Il mare è una costante linea di compagnia, il Monte una presenza ingombrante eppure rassicurante, come se avesse già dato e l’avuto risultasse ancora in debito, per sempre.
Napoli, con le sue moltitudini assiepate sui marciapiedi spogli, negli atri delle stazioni, tra i quartieri identitari di un luogo che fu e torna ad essere immutabile. Nell’estraneità della città sconosciuta si affaccia solare la gentilezza, tutta partenopea, che ti cambia la giornata, facendo dimenticare il caldo dei 38 gradi all’ombra, ed un’impossibile salita da percorrere a piedi verso il rione Sanità.
Inizia da qui, da un’inutile premessa il nostro viaggio, 29 ore, un breve soggiorno di vacanza, a Napoli con i suoi colori, le sue bellezze, il suo sguardo fiero aperto sul mondo, il suo microcosmo di parole. Ventinove ore per scoprire una parte d’arte, di architetture e dipinti, di luoghi e tradizioni, di sapori e odori.
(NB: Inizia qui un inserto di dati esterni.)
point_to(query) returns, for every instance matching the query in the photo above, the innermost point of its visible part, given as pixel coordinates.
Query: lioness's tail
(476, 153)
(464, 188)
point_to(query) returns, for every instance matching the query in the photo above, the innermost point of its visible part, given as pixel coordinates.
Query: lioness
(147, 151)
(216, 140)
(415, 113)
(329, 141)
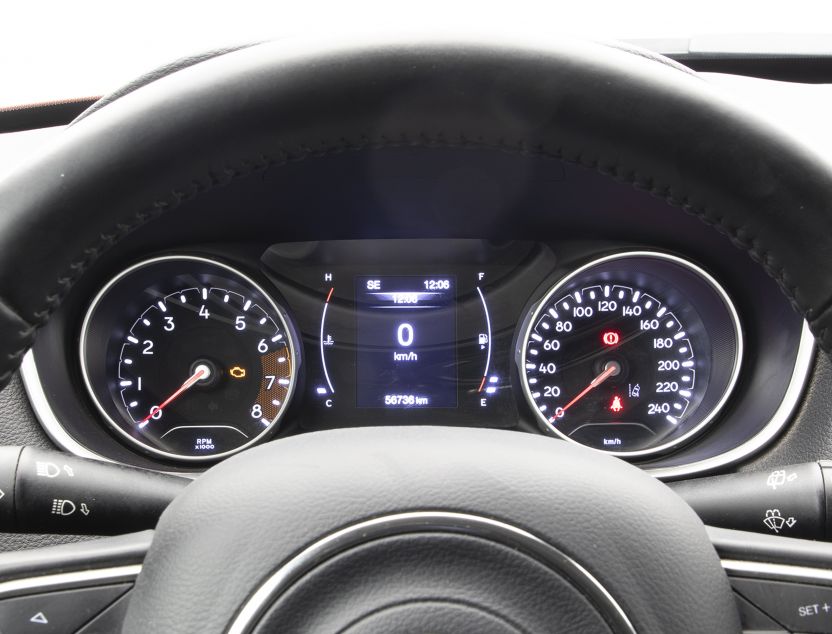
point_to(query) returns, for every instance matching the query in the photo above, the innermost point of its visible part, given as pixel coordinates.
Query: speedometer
(631, 354)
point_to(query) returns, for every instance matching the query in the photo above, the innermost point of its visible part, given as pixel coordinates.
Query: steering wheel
(419, 529)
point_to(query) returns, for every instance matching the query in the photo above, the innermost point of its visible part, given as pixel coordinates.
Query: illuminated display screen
(406, 341)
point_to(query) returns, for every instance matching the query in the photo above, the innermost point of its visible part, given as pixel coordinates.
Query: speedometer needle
(201, 372)
(610, 369)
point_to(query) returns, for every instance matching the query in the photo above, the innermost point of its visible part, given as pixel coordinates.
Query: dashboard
(454, 257)
(673, 351)
(190, 359)
(442, 333)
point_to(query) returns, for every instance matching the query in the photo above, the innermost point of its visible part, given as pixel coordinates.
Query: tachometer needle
(201, 372)
(610, 369)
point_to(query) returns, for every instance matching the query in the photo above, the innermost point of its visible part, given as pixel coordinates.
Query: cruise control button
(56, 612)
(799, 607)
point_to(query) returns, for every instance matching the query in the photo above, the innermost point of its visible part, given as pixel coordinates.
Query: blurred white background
(54, 50)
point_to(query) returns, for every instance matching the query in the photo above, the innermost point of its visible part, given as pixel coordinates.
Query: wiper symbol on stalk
(775, 521)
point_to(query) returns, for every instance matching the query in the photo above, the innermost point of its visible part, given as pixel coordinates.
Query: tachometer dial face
(202, 364)
(631, 354)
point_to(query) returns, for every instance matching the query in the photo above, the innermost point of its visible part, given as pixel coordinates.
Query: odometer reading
(619, 360)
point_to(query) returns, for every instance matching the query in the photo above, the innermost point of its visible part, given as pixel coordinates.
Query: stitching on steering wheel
(739, 236)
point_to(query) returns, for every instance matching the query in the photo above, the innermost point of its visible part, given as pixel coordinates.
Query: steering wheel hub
(444, 530)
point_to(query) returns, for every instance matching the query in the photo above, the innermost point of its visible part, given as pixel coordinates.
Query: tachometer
(631, 354)
(188, 358)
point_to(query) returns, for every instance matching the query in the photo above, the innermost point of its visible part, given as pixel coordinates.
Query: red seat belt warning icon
(610, 338)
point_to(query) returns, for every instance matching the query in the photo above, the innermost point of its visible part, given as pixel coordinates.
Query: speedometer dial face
(196, 366)
(631, 354)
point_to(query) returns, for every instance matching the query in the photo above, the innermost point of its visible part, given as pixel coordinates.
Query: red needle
(610, 369)
(201, 372)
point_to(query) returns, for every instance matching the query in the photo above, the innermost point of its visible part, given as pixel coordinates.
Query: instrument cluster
(191, 357)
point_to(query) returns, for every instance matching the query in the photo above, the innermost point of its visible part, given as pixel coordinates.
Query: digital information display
(406, 341)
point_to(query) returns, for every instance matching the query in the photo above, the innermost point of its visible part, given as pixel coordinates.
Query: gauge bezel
(243, 278)
(534, 313)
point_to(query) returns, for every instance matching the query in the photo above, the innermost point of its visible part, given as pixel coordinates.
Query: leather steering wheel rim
(252, 110)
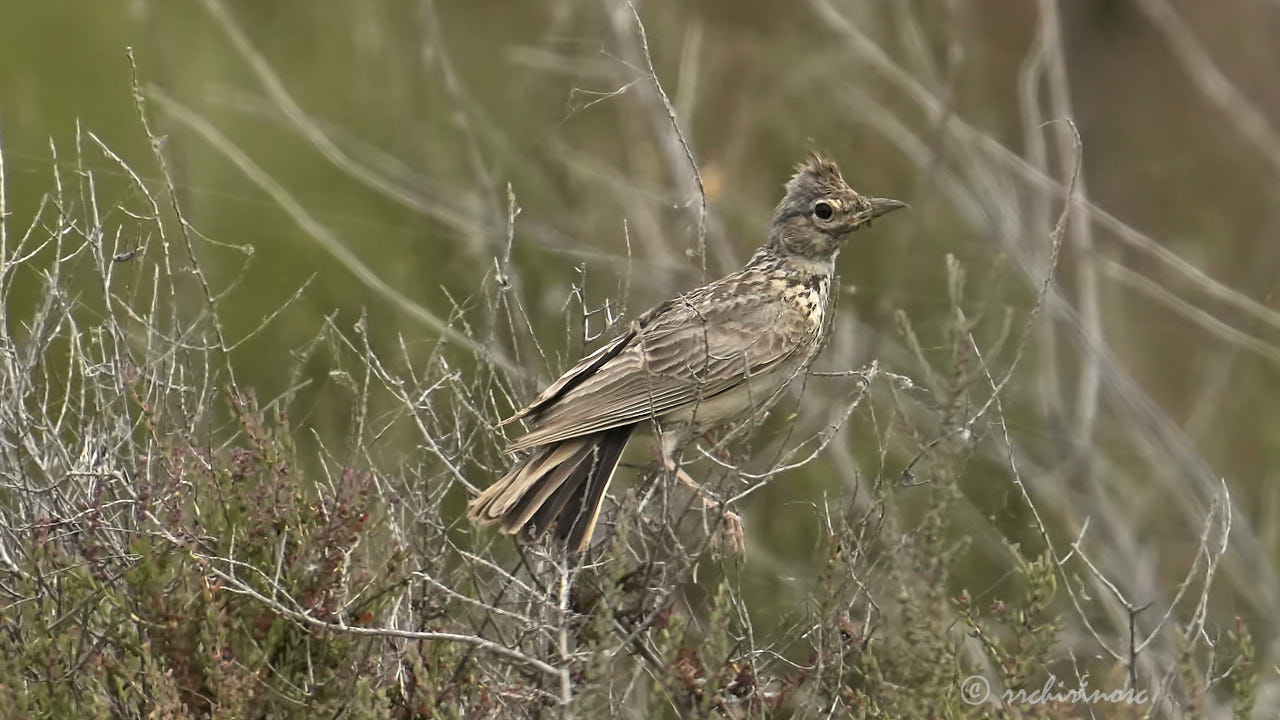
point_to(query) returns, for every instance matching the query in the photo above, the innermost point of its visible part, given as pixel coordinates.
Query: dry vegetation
(963, 495)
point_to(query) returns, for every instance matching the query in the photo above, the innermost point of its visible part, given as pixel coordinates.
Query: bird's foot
(730, 533)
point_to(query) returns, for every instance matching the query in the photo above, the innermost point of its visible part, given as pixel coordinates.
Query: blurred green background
(397, 128)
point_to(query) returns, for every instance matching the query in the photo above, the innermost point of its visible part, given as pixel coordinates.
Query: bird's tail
(561, 483)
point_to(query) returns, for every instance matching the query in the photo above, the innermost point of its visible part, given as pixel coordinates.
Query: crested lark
(695, 361)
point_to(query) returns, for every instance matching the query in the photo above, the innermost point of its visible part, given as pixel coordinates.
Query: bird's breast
(807, 296)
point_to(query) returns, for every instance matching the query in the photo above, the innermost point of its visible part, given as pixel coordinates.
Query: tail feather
(560, 484)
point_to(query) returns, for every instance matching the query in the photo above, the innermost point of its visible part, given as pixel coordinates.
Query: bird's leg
(734, 537)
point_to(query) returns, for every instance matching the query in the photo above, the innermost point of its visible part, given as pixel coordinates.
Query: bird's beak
(882, 205)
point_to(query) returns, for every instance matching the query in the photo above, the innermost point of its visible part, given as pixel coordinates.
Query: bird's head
(819, 210)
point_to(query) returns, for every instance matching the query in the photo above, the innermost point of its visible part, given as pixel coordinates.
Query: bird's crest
(816, 174)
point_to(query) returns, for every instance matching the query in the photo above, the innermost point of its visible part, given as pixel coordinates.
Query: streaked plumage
(691, 363)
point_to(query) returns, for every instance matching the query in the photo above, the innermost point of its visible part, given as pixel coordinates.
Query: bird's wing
(681, 352)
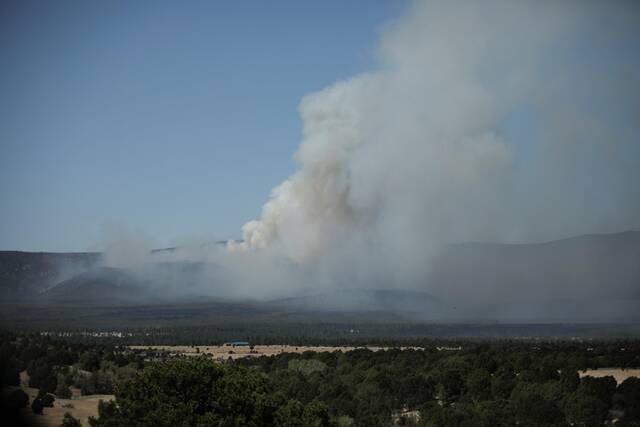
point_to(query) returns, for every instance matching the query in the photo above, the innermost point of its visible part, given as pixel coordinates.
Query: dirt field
(222, 352)
(81, 407)
(619, 374)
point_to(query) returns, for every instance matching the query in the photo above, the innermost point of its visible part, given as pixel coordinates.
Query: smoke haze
(422, 152)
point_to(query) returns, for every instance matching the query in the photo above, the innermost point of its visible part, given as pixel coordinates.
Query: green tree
(69, 421)
(582, 409)
(36, 406)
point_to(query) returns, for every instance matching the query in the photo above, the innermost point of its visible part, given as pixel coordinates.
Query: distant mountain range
(590, 276)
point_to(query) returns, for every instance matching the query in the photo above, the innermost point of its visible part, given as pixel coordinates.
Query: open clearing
(619, 374)
(80, 407)
(222, 352)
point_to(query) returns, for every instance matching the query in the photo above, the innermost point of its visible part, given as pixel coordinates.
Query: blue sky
(172, 118)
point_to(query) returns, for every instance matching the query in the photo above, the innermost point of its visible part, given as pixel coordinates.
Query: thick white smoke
(500, 121)
(413, 155)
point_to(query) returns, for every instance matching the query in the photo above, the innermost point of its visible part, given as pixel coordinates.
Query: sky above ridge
(171, 118)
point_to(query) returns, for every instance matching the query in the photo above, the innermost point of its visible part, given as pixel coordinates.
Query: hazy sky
(178, 118)
(174, 118)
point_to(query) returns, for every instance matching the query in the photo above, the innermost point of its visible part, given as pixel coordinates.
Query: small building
(237, 343)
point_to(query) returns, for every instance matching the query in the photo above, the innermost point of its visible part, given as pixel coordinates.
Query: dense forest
(481, 383)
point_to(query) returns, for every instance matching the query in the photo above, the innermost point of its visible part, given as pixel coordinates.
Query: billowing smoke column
(498, 121)
(419, 153)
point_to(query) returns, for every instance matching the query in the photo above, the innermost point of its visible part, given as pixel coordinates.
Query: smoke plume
(493, 121)
(417, 153)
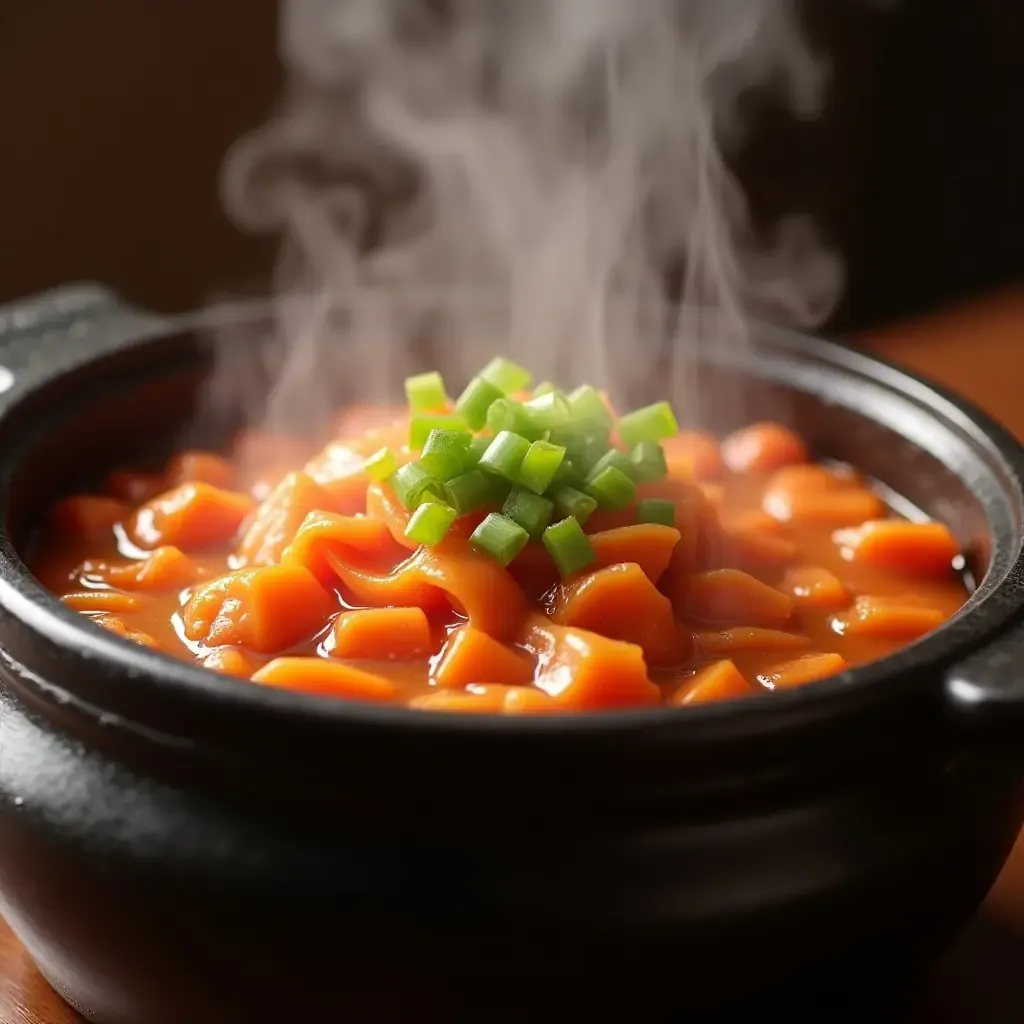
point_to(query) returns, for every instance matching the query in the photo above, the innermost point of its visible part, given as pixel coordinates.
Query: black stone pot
(178, 847)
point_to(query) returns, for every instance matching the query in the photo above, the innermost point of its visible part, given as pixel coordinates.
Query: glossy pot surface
(179, 847)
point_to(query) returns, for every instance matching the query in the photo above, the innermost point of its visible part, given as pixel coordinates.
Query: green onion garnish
(469, 492)
(588, 407)
(656, 510)
(505, 455)
(568, 546)
(611, 487)
(413, 484)
(576, 504)
(506, 375)
(652, 423)
(528, 510)
(476, 399)
(430, 522)
(421, 426)
(443, 453)
(548, 411)
(380, 465)
(500, 538)
(541, 466)
(648, 463)
(426, 393)
(613, 458)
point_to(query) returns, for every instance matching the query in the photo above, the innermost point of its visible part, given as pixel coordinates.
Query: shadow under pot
(179, 847)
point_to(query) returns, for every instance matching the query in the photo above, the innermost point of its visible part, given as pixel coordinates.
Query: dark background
(115, 116)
Tra i turisti estasiati e sorpresi, quelli incantati e esterrefatti, si muovono in silenzio invisibili e silenziosi donne e uomini e altrettanti ben visibili e rumorosi. Una città mai deserta, mai vuota, sempre animata fosse anche lo scooter che attraversa la via pedonale zigzagando tra la gente, e non infastidisce sembra quasi appartenere alla mobilità di questo luogo. Un racconto agostano che parte con un’inutile premessa, quando invece la città parla con i suoi silenzi.